Retrouver une trace de sa dépouille et l’inhumer, permet de faire le deuil
En dehors de toute considération politique, cette restitution est d’abord un aboutissement, rappelle Dieudonné Wamu Oyatambwe, politologue, spécialiste de l’Afrique centrale. « Dans les traditions congolaises, un deuil ne se clôture pas tant qu’il n’y a pas eu un enterrement avec des funérailles. Donc le fait de retrouver une trace de sa dépouille et de l’inhumer, permet de faire le deuil« .
La particularité de ce deuil est qu’il est impossible d’ignorer le poids de l’Histoire, notamment ici, la part congolaise de cette Histoire.
Que sait-on des implications dans l’assassinat de Patrice Lumumba ? L’enquête parlementaire belge qui a débouché sur un rapport en 2001, a permis de connaître certains faits, des implications directes ou indirectes, les décisions qui ont conduit à l’exécution. Il reste encore beaucoup d’ombres sur les différentes responsabilités. Mais il est certain que la CIA, le gouvernement belge et des acteurs politiques congolais se sont entendus pour écarter Lumumba du pouvoir, jusqu’à le transférer au Katanga, le 17 janvier, là où tous savaient qu’il allait être tué.
Pour les Belges et les Américains, Patrice Lumumba était un « communiste », un radical anti-blanc qui gênait leurs intérêts économiques et géostratégiques. Pour Moïse Tshombe, Albert Kalonji et leurs entourages, les convictions unitaristes de leur Premier ministre, contrariaient leur projet de sécession au Katanga et au Sud-Kasaï, les deux provinces les plus riches du Congo.

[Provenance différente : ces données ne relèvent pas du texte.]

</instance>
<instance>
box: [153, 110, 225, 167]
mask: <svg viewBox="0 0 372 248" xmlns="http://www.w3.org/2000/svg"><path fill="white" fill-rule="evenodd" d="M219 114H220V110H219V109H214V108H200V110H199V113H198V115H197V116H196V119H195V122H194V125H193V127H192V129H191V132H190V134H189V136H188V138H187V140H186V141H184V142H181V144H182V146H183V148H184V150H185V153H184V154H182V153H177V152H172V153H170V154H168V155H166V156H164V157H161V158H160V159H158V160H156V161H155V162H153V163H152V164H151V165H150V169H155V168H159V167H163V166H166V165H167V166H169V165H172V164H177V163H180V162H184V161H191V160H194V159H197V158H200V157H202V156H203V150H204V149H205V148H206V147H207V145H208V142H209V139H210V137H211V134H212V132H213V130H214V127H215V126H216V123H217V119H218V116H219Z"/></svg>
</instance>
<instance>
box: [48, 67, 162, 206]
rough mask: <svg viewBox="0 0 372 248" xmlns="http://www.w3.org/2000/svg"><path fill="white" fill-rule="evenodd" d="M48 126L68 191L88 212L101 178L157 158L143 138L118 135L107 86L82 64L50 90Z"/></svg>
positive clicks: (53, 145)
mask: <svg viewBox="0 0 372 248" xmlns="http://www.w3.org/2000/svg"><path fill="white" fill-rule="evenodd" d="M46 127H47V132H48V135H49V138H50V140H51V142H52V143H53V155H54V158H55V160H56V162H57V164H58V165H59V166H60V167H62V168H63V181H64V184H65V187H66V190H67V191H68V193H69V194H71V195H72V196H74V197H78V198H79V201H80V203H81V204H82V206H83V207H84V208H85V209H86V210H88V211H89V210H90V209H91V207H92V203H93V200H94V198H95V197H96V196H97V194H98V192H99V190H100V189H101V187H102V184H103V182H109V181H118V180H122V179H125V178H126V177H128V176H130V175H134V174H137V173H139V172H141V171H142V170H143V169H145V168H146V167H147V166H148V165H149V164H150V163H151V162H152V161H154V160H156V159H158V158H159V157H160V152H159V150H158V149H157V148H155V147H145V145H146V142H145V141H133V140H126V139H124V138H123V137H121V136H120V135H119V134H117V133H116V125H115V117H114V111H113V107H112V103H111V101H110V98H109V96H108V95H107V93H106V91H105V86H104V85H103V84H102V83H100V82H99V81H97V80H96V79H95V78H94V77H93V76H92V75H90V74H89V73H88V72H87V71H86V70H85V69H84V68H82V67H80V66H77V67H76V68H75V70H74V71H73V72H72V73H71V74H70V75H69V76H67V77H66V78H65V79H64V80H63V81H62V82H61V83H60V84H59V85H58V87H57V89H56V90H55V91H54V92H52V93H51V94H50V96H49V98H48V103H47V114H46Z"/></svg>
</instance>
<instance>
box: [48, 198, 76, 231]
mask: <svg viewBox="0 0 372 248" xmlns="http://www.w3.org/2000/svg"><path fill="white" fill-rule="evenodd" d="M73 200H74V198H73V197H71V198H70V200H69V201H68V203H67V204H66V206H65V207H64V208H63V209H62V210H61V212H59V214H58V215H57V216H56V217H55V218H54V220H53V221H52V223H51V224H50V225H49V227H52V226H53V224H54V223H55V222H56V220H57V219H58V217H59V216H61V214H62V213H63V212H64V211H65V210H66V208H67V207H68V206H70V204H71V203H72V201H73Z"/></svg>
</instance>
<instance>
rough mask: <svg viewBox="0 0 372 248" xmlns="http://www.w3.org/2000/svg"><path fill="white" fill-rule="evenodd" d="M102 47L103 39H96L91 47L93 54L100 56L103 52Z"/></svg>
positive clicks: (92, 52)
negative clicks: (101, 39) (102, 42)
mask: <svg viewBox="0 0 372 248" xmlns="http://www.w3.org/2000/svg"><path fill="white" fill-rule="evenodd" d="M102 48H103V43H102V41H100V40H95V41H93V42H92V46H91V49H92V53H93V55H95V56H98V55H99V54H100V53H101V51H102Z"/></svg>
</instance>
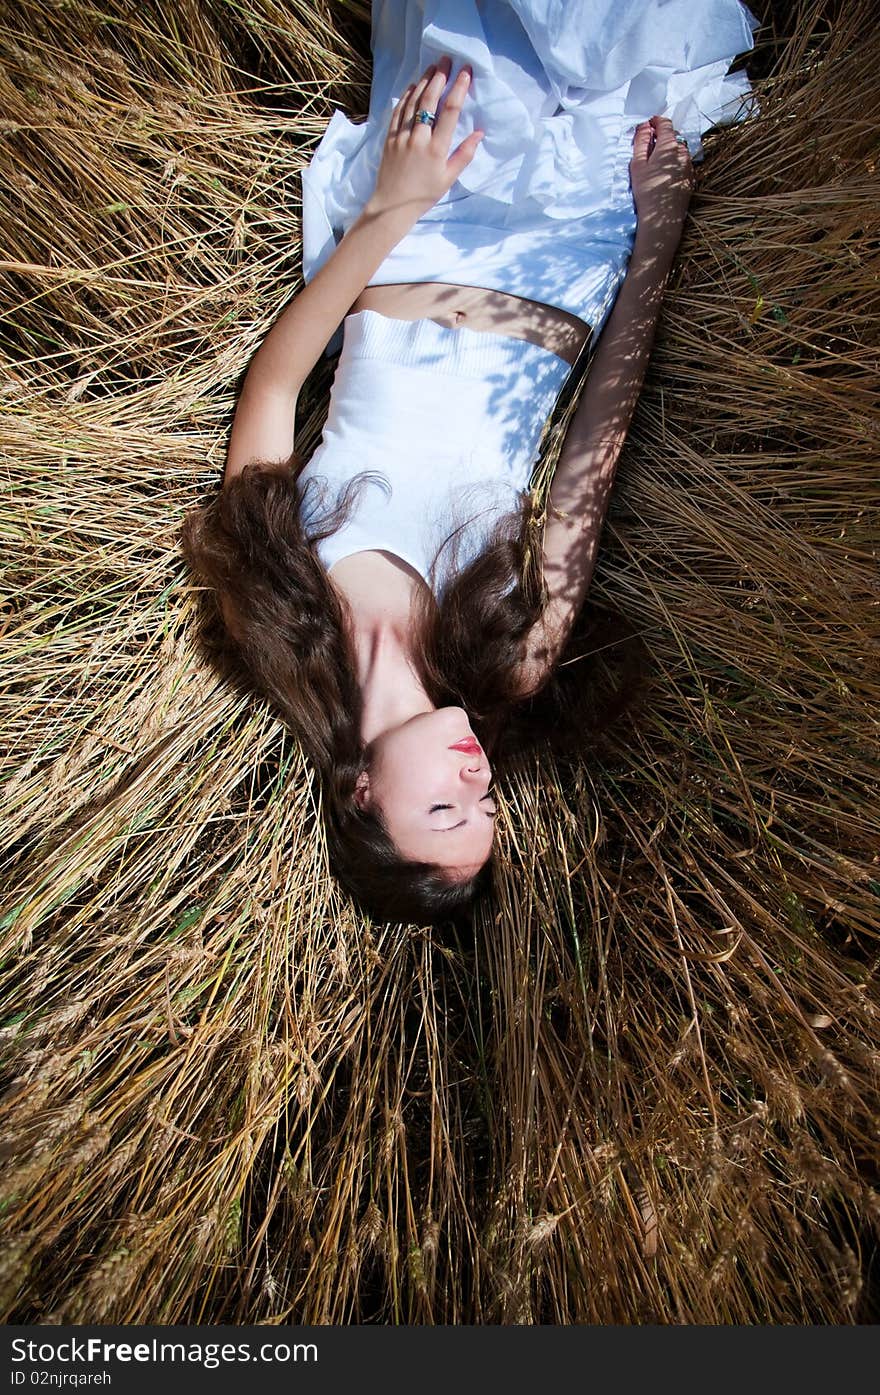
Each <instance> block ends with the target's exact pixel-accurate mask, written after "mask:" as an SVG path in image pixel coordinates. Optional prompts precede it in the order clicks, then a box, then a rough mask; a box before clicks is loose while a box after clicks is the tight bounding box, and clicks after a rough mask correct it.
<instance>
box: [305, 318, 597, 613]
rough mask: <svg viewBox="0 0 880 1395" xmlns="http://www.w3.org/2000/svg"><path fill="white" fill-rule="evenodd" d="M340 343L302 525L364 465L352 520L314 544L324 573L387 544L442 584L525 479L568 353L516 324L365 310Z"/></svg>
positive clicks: (310, 534) (314, 527) (472, 548)
mask: <svg viewBox="0 0 880 1395" xmlns="http://www.w3.org/2000/svg"><path fill="white" fill-rule="evenodd" d="M343 325H344V343H343V349H342V354H340V359H339V364H337V367H336V374H335V378H333V386H332V389H331V405H329V412H328V417H326V423H325V427H324V434H322V439H321V444H319V446H318V449H317V451H315V452H314V455H312V456H311V459H310V460H308V462H307V465H305V467H304V469H303V470H301V473H300V484H301V485H303V488H304V499H303V511H301V518H303V525H304V529H305V533H307V536H308V537H312V534H314V533H315V531H317V530H318V529H319V526H321V523H322V522H324V520H325V518H326V513H328V512H329V511H331V509H332V508H333V505H335V504H336V501H337V498H339V497H340V492H342V490H343V488H344V485H346V484H347V483H349V480H350V478H351V477H353V476H354V474H357V473H358V472H360V470H370V472H377V474H375V478H371V480H370V481H368V483H367V484H364V487H363V490H361V494H360V497H358V499H357V504H356V508H354V509H353V513H351V518H350V520H349V522H347V523H343V526H342V527H340V529H337V531H336V533H332V534H331V536H329V537H326V538H322V540H318V541H315V550H317V552H318V557H319V559H321V562H322V564H324V566H325V568H326V571H328V572H329V569H331V568H332V566H333V564H335V562H337V561H340V559H342V558H343V557H349V555H350V554H351V552H358V551H363V550H365V548H384V550H385V551H389V552H393V554H395V555H396V557H402V558H403V561H406V562H409V564H410V566H414V568H416V571H417V572H418V573H420V575H421V576H423V578H424V580H425V582H427V583H428V585H431V566H432V564H434V561H435V558H437V555H438V552H441V545H442V544H443V543H445V540H446V538H448V537H449V534H452V533H453V531H456V530H457V533H456V538H455V548H452V547H449V548H443V551H442V552H441V555H439V565H438V568H437V572H435V575H434V586H435V590H437V593H438V594H439V593H442V590H443V587H445V585H446V582H448V579H449V576H450V575H452V573H453V572H455V571H460V569H463V568H464V566H466V565H467V564H469V562H470V561H471V559H473V558H474V557H477V555H478V554H480V552H481V551H483V548H484V547H485V544H487V541H488V536H490V533H491V529H492V526H494V525H495V523H496V522H498V519H499V516H501V515H503V513H508V512H509V511H512V509H515V508H516V505H517V502H519V498H520V495H522V491H523V490H527V488H529V481H530V476H531V469H533V465H534V462H536V459H537V455H538V446H540V438H541V431H543V428H544V424H545V421H547V417H548V416H549V413H551V410H552V406H554V403H555V400H556V398H558V395H559V391H561V388H562V384H563V382H565V379H566V377H568V374H569V372H570V365H569V364H568V363H566V360H565V359H561V357H559V356H558V354H555V353H551V350H549V349H543V347H541V346H540V345H533V343H530V342H529V340H526V339H512V338H510V336H509V335H492V333H484V332H483V331H476V329H452V328H448V326H446V325H438V324H435V321H432V319H390V318H389V317H386V315H379V314H377V311H374V310H360V311H357V312H356V314H353V315H347V317H346V319H344V321H343Z"/></svg>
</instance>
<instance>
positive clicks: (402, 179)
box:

Félix Tshisekedi est l’héritier politique de son défunt père, Etienne
« Félix Tshisekedi et le roi Philippe qui revient d’une visite officielle en RDC, sont tous deux des héritiers de l’Histoire dont ils veulent tourner la page« , analyse Jean Omasombo, politologue, chercheur à l’AfricaMuseum. « Le roi Philippe représente la monarchie Belge coloniale, celle du Roi Leopold puis du Roi Baudouin, tandis que Félix Tshisekedi est l’héritier politique de son défunt père, Etienne ».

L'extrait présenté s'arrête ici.